Paper No. 23-8
Presentation Time: 10:25 AM
LARAMIDE SHORTENING IN THE CLARK MOUNTAIN THRUST COMPLEX
The most accepted geodynamic driver for the Laramide orogeny is slab flattening from the combined effects of progressive increase in plate convergent velocities and an increase in slab buoyancy associated with the embedded Shatsky Rise conjugate. The tectonic and magmatic record in the eastern Mojave Desert – within the proposed pathway of the subducted Shatsky conjugate – has been an enigma; unlike the fold-thrust belt further north, the last well-documented contractional deformation in the southernmost fold-thrust belt (Clark Mountain thrust complex – CMTC) is ~ 100-90 Ma and documented Mojave Laramide features include numerous Late Cretaceous plutons and extensional shear zones.
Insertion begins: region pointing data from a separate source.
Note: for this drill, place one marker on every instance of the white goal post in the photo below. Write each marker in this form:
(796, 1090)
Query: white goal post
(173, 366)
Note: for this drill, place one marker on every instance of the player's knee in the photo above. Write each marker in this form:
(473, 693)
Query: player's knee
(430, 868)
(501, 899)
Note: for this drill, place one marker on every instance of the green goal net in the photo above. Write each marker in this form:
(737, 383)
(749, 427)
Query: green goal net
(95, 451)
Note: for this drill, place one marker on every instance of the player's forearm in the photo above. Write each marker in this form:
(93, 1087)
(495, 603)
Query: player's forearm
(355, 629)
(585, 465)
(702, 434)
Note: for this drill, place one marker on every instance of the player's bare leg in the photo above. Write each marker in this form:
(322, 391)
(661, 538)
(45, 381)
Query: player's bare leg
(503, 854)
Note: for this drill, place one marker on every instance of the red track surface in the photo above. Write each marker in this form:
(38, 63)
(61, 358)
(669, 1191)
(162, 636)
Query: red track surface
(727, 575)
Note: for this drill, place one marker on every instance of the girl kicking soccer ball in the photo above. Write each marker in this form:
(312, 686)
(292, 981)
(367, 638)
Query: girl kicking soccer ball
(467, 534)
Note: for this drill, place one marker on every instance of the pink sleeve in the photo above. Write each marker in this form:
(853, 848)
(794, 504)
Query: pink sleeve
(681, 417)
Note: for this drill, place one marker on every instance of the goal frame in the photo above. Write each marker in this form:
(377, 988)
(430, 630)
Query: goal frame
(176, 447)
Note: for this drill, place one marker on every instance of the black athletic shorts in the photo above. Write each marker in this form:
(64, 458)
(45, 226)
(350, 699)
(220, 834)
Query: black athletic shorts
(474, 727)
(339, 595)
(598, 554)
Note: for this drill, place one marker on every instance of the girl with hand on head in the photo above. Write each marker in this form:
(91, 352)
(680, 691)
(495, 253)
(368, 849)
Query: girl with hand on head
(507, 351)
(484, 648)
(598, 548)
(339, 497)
New data from the CMTC suggests that Laramide contraction has been hiding in plain sight. The CMTC comprises at least 3 major thrust systems from east to west: the Keaney-Mullusk Mine, Mesquite Pass, Mescal, and Winters Pass thrusts. The Winters Pass thrust in the Mesquite Mountains, previously inferred to be Late Jurassic, carries mylonitic Proterozoic basement rocks over Pahrump Group metasedimentary rocks. The basal Mesquite Pass thrust in the NW Clark Mountains forms the base of a fold nappe cored by Proterozoic basement. Here we report preliminary microstructural and kinematic analyses and geochronology of the Winters Pass thrust and Mesquite Pass mylonites. Both mylonites record top-NE shear at greenschist facies conditions. Quartz underwent bulge and subgrain rotation dynamic recrystallization by primarily basal <a> slip, and feldspar deformed brittley and by dissolution creep. Secondary muscovite, albite, and quartz from the extensive breakdown of feldspars grew synkinematically in dilatant sites and commonly forms bands parallel to foliation. Preliminary furnace step-heating 40Ar/39Ar geochronology on synkinematic muscovite from the mylonites provide direct geochronologic constraints on mylonitic deformation; we interpret the ages as growth ages not cooling ages. Muscovite ages for the Winters Pass thrust mylonites are ~73 Ma and ages for the basal Mesquite Pass thrust are ~81 Ma. These data suggest that the CMTC records a backwards-breaking thrust sequence from 100-90 Ma (Keaney-Mollusk Mine, west) to 73 Ma (Winters Pass, east). Additional study is needed to confirm these preliminary results, which would have significant implications for Laramide geodynamic models.